25th September 2013

#

**61**Quote:

It is the general consensus that unless a test implements statistical significance utilizing known probabilities and null hypothesis with a minimum number of trials (10 - 25), and a minimum confidence level of 95%, the test would not be deemed as scientific. Of course, significance testing goes far beyond the field of audio.

A very brief description of ABX testing can be found here, which touches on what I'm referring to. There are very large charts available that list confidence levels achieved based on the number of trials performed and answers given.

IMO, if a test will produce an outcome different than its scientific equivalent, then it is flawed. If you disagree with this, then you're effectively arguing against science.

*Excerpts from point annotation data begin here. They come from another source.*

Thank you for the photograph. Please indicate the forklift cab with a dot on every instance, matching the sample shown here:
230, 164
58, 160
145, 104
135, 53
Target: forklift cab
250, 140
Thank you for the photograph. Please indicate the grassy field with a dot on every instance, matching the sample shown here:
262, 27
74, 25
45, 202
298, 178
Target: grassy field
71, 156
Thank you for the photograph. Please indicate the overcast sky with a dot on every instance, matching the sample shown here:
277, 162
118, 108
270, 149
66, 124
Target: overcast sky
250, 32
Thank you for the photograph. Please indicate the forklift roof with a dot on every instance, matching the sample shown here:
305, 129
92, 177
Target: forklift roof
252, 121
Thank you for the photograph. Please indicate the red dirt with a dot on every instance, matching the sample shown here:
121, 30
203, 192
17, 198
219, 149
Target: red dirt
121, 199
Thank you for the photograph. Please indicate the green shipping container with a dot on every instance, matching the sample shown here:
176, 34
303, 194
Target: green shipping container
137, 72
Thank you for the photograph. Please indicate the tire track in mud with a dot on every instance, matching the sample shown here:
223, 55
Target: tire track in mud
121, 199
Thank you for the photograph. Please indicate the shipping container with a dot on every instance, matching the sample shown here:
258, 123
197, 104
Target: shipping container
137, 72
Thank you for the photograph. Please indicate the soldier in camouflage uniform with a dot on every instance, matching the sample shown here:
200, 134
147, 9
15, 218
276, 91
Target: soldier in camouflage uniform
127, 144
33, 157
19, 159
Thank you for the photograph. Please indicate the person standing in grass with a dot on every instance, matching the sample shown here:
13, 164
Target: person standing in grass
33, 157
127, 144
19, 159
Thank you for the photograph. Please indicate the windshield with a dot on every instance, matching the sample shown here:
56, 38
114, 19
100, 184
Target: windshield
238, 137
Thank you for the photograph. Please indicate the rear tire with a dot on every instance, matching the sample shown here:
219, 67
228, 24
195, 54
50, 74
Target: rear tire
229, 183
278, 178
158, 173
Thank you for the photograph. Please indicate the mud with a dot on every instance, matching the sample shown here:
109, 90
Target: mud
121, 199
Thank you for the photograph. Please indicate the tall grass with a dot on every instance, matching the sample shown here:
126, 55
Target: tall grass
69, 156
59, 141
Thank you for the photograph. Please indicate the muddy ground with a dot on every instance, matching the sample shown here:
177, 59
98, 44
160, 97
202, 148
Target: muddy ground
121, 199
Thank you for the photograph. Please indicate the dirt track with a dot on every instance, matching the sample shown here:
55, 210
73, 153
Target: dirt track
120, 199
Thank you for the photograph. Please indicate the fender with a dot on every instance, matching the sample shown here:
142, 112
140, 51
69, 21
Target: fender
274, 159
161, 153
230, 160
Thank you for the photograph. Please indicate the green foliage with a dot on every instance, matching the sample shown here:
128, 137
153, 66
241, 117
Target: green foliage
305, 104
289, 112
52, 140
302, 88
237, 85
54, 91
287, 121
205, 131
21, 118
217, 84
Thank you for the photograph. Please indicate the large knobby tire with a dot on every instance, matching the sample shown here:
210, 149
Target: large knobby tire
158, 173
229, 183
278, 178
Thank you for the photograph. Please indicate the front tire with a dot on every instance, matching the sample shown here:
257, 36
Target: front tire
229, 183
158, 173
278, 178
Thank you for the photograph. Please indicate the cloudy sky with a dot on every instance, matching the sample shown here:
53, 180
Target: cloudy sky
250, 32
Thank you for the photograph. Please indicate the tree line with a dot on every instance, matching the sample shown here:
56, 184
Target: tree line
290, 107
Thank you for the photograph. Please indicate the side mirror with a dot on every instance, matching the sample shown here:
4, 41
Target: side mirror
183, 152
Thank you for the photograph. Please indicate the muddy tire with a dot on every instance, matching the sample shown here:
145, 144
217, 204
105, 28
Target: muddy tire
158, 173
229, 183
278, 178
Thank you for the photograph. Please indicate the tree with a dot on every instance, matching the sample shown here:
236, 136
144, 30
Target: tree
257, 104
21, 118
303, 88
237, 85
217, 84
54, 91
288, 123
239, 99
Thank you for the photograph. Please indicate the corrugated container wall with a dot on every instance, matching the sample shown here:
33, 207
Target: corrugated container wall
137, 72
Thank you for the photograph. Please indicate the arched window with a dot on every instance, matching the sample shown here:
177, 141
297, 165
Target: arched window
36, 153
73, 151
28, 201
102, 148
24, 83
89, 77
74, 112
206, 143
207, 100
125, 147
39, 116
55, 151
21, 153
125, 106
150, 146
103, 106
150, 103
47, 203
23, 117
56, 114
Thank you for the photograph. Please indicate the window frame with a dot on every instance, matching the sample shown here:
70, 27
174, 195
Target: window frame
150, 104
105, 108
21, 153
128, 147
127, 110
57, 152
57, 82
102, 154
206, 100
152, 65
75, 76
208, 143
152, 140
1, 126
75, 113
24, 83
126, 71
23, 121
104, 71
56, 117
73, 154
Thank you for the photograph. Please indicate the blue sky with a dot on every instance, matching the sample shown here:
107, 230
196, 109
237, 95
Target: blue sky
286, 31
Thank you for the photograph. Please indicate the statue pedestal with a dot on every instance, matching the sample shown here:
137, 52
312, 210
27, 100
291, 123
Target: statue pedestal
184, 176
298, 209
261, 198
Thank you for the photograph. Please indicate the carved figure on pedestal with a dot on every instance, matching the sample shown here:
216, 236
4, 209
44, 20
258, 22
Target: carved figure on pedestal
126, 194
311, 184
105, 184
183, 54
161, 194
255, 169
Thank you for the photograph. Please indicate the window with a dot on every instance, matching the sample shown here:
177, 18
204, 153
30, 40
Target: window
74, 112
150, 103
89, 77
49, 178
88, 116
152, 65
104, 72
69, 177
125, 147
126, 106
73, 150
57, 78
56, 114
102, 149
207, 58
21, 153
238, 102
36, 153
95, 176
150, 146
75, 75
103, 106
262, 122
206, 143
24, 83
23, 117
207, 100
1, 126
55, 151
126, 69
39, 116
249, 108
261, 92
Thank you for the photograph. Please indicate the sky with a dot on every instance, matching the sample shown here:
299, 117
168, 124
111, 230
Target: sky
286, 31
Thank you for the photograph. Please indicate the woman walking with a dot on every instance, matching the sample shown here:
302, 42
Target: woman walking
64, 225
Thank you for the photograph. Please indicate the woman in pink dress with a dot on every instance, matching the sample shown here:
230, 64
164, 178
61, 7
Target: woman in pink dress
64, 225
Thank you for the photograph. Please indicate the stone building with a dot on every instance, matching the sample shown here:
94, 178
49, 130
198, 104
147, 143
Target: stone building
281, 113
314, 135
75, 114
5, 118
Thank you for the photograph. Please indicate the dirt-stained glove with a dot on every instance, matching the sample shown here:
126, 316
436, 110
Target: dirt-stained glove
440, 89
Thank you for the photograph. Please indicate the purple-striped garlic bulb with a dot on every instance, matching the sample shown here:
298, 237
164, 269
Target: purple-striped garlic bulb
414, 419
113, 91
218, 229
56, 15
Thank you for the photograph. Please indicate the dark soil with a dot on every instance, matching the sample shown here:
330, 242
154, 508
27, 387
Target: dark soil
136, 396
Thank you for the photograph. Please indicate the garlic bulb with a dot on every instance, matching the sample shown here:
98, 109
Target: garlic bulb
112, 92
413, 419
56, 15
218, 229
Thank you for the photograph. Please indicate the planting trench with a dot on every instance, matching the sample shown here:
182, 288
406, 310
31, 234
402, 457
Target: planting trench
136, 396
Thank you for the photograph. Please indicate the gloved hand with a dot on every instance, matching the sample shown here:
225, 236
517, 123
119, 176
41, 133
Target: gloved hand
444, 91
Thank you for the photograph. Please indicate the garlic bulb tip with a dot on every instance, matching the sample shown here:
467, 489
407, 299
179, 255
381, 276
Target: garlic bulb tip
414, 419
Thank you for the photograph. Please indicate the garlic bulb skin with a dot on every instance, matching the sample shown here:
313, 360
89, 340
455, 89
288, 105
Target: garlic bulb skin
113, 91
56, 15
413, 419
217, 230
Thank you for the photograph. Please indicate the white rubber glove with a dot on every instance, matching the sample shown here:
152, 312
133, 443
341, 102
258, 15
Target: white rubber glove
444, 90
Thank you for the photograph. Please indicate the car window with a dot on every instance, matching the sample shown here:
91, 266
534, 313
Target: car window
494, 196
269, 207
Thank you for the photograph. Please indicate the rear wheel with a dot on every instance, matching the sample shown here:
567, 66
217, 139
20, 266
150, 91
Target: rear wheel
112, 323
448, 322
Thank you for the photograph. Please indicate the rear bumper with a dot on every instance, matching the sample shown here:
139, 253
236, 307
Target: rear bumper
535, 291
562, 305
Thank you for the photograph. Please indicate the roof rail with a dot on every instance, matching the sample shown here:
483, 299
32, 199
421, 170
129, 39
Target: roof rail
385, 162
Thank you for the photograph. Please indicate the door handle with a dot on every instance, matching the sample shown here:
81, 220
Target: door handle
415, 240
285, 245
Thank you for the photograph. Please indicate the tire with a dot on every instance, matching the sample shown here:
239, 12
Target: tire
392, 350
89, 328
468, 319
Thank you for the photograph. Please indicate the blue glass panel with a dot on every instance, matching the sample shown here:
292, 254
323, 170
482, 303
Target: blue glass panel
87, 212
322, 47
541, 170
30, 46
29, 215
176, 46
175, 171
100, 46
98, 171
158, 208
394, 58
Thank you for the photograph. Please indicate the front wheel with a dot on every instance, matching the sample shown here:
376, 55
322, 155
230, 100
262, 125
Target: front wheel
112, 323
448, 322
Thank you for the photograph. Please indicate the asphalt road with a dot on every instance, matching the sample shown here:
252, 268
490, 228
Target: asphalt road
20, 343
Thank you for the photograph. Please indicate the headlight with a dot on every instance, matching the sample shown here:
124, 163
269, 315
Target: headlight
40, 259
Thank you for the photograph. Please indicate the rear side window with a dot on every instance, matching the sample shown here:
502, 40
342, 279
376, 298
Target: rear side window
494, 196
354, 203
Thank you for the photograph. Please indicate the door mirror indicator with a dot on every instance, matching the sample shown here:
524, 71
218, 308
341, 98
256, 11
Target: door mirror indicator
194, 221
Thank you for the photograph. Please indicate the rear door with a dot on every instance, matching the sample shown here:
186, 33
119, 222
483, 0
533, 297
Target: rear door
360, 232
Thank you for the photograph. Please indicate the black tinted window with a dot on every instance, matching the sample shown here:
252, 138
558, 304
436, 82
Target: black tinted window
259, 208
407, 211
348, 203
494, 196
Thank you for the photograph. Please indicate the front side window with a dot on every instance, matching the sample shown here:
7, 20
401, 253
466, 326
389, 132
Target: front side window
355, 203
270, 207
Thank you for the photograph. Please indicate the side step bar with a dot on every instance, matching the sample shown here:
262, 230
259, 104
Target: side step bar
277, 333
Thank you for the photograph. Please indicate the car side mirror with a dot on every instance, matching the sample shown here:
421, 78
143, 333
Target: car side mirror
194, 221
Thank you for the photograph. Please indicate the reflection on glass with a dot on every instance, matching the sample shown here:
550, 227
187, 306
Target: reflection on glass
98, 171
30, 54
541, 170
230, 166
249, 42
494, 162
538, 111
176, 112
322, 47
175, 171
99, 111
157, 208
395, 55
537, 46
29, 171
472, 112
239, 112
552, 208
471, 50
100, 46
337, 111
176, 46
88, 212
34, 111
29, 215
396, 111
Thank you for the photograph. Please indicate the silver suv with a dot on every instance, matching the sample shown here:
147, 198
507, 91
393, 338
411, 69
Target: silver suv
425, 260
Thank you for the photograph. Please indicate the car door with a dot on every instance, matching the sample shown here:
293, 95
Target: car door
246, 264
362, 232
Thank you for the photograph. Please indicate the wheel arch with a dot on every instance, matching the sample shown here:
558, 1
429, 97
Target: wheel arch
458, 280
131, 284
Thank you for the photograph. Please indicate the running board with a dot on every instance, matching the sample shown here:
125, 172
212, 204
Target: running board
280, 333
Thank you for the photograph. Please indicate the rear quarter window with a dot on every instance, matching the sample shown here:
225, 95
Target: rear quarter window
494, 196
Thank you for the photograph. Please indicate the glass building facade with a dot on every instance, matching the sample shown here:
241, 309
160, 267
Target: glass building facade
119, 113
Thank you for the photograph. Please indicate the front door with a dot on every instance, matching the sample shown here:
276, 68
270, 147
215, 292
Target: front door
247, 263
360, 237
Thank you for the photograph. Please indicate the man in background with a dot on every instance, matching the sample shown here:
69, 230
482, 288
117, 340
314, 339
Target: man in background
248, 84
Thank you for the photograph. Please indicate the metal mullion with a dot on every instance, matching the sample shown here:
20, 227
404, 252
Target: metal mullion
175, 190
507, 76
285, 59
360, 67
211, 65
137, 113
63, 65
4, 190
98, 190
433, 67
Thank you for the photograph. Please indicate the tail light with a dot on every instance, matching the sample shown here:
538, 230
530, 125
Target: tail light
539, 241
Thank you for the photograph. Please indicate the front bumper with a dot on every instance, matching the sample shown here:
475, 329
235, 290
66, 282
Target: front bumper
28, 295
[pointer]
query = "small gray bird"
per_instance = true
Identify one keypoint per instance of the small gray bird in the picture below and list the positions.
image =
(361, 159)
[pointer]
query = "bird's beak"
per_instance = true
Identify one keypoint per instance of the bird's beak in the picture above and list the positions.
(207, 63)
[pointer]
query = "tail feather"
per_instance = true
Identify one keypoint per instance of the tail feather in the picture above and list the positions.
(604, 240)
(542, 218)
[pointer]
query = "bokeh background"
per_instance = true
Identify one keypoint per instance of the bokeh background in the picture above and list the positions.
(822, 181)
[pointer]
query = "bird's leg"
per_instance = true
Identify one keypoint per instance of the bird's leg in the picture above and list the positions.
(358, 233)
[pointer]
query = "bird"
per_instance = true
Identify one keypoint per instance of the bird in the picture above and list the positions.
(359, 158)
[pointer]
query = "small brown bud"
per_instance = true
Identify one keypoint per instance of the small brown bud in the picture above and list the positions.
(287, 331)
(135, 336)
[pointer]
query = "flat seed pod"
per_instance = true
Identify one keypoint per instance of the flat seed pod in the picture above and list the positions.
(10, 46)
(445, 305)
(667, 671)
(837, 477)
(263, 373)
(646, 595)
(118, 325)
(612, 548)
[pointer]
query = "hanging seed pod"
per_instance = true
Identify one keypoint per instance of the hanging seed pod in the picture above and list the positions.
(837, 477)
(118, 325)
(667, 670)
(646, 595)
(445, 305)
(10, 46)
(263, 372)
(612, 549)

Is a test that implements less than ten trials, for example, flawed? Based on scientific reasoning, yes. What if, for example, a subject performed ten trials, but chose 7/10 as being their preference. In other words, three times they chose preamp 'B' as their preference, and seven times they chose preamp 'A' as their preference? A person not familiar in the area of statistical significance would likely say that preamp 'A' is definitely their preference. But according to science, it is not! In fact, they do not have a preference according to science (without a minimum degree of certainty). If someone says otherwise, then they should back up your reasoning with science.

In significance testing, we want to be relatively certain that the subject is not guessing, factoring a minimum confidence level of 95%. In other words, if a subject chose preamp 'A' 9/10 times in a

**randomized scientific test**, then we can be highly confident that he/she is indeed not guessing (9/10 trials has a confidence level of over 95%).

Not following the above guidelines is just one of many ways a test can be flawed, but it's not that hard to come up with a test that is reasonably flaw-free.

As this thread goes on, you'll start to see how other flaws will be called out and/or questioned. But, how many tests even follow the above guidelines? 1, 2, 3 maybe on this entire board?